Sunday, September 19, 2010

You Can Leave Your Hat On and Keep It Under Your Hat

Maybe you remember our Mexican party where Rod came, inspired by one of the pictures in club, with his private parts covered with a sombrero. Yesterday he showed me that he asked dad (Echo Douglas), to make him a new profile picture. At first I was thinking that it was made on our beach and that dad trying out the shadow options. But a second look showed me that it was not and Rod told me that it was made in dad's studio.
"You Can Leave Your Hat On" is a song written by Randy Newman and appearing on his 1972 album Sail Away. It was made famous by Joe Cocker when featured in the 1986 Adrian Lyne film 9½ Weeks during the famous striptease scene. It first appeared on his album from that year titled Cocker.

In the lyrics, the singer is addressing a sexual partner as he/she disrobes as a prelude to a sexual encounter, perhaps in a striptease fashion. The vocalist in most recordings of the song is male, and is presumably addressing a female, due to the lyrics "Take off your dress." There are exceptions, for example Etta James did a cover version; in her version the line "Take off your dress" is modified.

American country music singer Ty Herndon covered the song on his 1999 album, Steam. Herndon's version reached #70 on the Billboard Hot Country Singles & Tracks chart from unsolicited airplay and was included on his 2002 compilation, This Is Ty Herndon: Greatest Hits. Michael Grimm performed this song on the fifth season of America's Got Talent during the semifinals.

Tom Jones performed a version of the song on the sound track of The Full Monty film released in 1997.

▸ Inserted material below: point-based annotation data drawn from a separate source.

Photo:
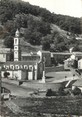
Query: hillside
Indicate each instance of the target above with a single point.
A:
(39, 26)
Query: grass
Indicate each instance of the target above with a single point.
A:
(56, 105)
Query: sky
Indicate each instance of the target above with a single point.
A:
(64, 7)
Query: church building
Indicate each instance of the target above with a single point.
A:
(23, 68)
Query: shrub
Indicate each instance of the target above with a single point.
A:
(50, 93)
(76, 91)
(6, 74)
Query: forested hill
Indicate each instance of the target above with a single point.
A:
(37, 25)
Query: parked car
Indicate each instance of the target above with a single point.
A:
(5, 93)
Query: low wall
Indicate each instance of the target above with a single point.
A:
(55, 105)
(54, 69)
(42, 86)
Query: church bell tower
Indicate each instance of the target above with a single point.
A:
(17, 50)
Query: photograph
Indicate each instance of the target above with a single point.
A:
(40, 58)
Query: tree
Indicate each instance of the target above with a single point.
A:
(46, 42)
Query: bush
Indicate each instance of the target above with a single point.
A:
(76, 91)
(6, 74)
(50, 93)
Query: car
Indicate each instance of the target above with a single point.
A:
(5, 93)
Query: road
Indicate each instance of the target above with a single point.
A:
(17, 90)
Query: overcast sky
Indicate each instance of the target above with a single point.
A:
(65, 7)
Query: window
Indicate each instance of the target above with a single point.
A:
(15, 41)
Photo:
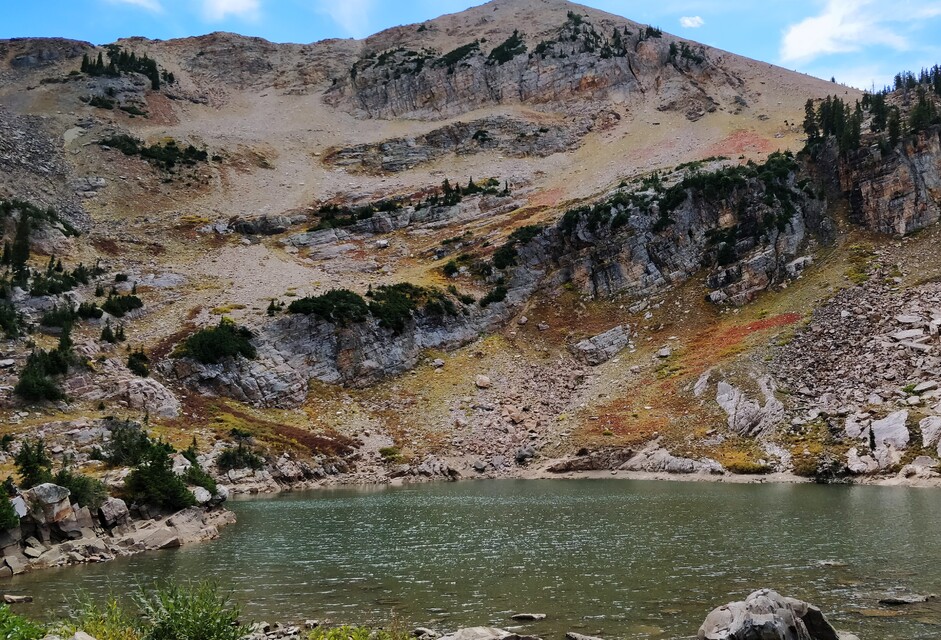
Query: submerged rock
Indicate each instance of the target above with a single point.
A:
(767, 615)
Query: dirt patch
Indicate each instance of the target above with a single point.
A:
(740, 142)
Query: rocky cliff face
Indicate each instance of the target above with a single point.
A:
(746, 243)
(297, 349)
(511, 136)
(896, 191)
(749, 239)
(582, 58)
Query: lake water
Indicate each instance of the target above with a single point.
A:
(617, 558)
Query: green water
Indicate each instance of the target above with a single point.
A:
(622, 559)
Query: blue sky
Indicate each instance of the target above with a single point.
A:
(860, 42)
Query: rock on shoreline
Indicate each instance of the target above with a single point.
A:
(53, 532)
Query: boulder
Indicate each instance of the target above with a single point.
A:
(748, 417)
(113, 512)
(766, 615)
(898, 600)
(478, 633)
(48, 503)
(483, 382)
(602, 347)
(525, 454)
(930, 431)
(891, 430)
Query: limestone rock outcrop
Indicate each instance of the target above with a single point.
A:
(898, 191)
(767, 615)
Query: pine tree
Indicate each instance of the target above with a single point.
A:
(894, 126)
(19, 252)
(810, 122)
(107, 334)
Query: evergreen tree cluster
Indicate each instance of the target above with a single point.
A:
(928, 78)
(121, 61)
(835, 118)
(39, 378)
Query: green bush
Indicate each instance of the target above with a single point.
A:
(138, 363)
(88, 310)
(505, 256)
(86, 491)
(154, 483)
(239, 457)
(14, 627)
(195, 612)
(58, 316)
(509, 49)
(33, 464)
(9, 519)
(10, 320)
(498, 294)
(108, 622)
(225, 340)
(130, 445)
(118, 305)
(393, 305)
(197, 477)
(339, 306)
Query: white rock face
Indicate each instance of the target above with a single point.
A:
(930, 431)
(748, 417)
(767, 615)
(891, 430)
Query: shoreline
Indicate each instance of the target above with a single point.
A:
(370, 478)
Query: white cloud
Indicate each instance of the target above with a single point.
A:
(149, 5)
(221, 9)
(844, 26)
(351, 15)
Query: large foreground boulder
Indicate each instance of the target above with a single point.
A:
(767, 615)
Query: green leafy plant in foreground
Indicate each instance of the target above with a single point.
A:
(14, 627)
(193, 612)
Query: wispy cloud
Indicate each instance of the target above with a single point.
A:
(149, 5)
(221, 9)
(351, 15)
(845, 26)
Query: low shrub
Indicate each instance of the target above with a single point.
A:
(110, 621)
(213, 344)
(498, 294)
(240, 457)
(14, 627)
(130, 445)
(340, 306)
(154, 483)
(197, 477)
(119, 305)
(138, 363)
(9, 519)
(86, 491)
(33, 464)
(10, 321)
(194, 612)
(58, 316)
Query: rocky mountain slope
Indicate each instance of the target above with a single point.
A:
(555, 231)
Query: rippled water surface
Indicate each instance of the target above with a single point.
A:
(623, 559)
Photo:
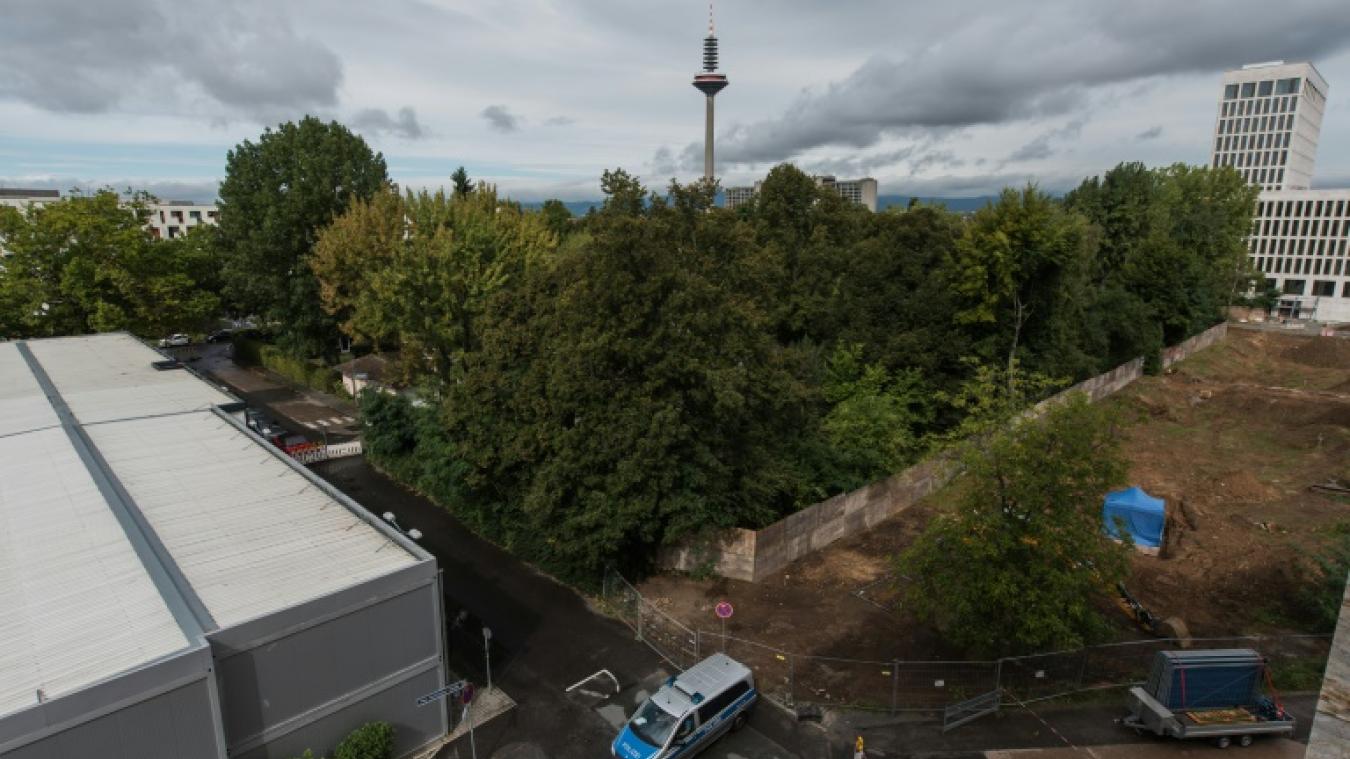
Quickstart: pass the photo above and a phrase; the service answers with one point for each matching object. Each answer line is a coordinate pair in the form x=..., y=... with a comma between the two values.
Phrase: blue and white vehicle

"Keep it under your hat", meaning: Keep it secret.
On first hearing this seems a rather strange phrase. Why should people put anything under their hats and, even if they were to, why would that be associated with secrecy? The speculation is that putting an item under one's hat would be a way of hiding it. Such trickery is recorded, as in the collection of stories, published as The Adventurer, 1793:

"By a sudden stroke of conjuration, a great quantity of gold might be conveyed under his hat."

The most commonly repeated speculation on the 'hiding under one's hat' theory of the origin of this expression is that English archers in mediaeval times used to store spare bowstrings under their hats to keep them dry. Let's just get that out of the way. Firstly, keeping dry isn't keeping secret, so even if archers did store strings that way, and there's no evidence that they did, where is the connection to the phrase's meaning? Secondly, and it would have been kinder to put this first as it entirely dismisses the archer tale, the phrase isn't known in English until the 19th century - so much for a mediaeval origin.

It is much more likely that there's no direct link to hats at all and that 'keep it under your hat' just meant 'keep it in your head'. That's the meaning alluded to in the earliest citations of the phrase in print. The oldest of such that I can find is in Charlotte Mary Yonge's novel, Nuttie's Father, 1885.

"Alice Egremont's loving and unsuspecting heart was so entirely closed against evil thoughts of her husband... while Nuttie, being essentially of a far more shrewd and less confiding nature, was taking in all these revelations... It was all under her hat, however, and the elder ladies never thought of her, Alice bringing back the conversation to Mrs. Houghton herself."

The same meaning is evident in Anthony Trollope's What I Remember, 1887–89:

"The man whose estate lies under his hat need never tremble before the frowns of fortune."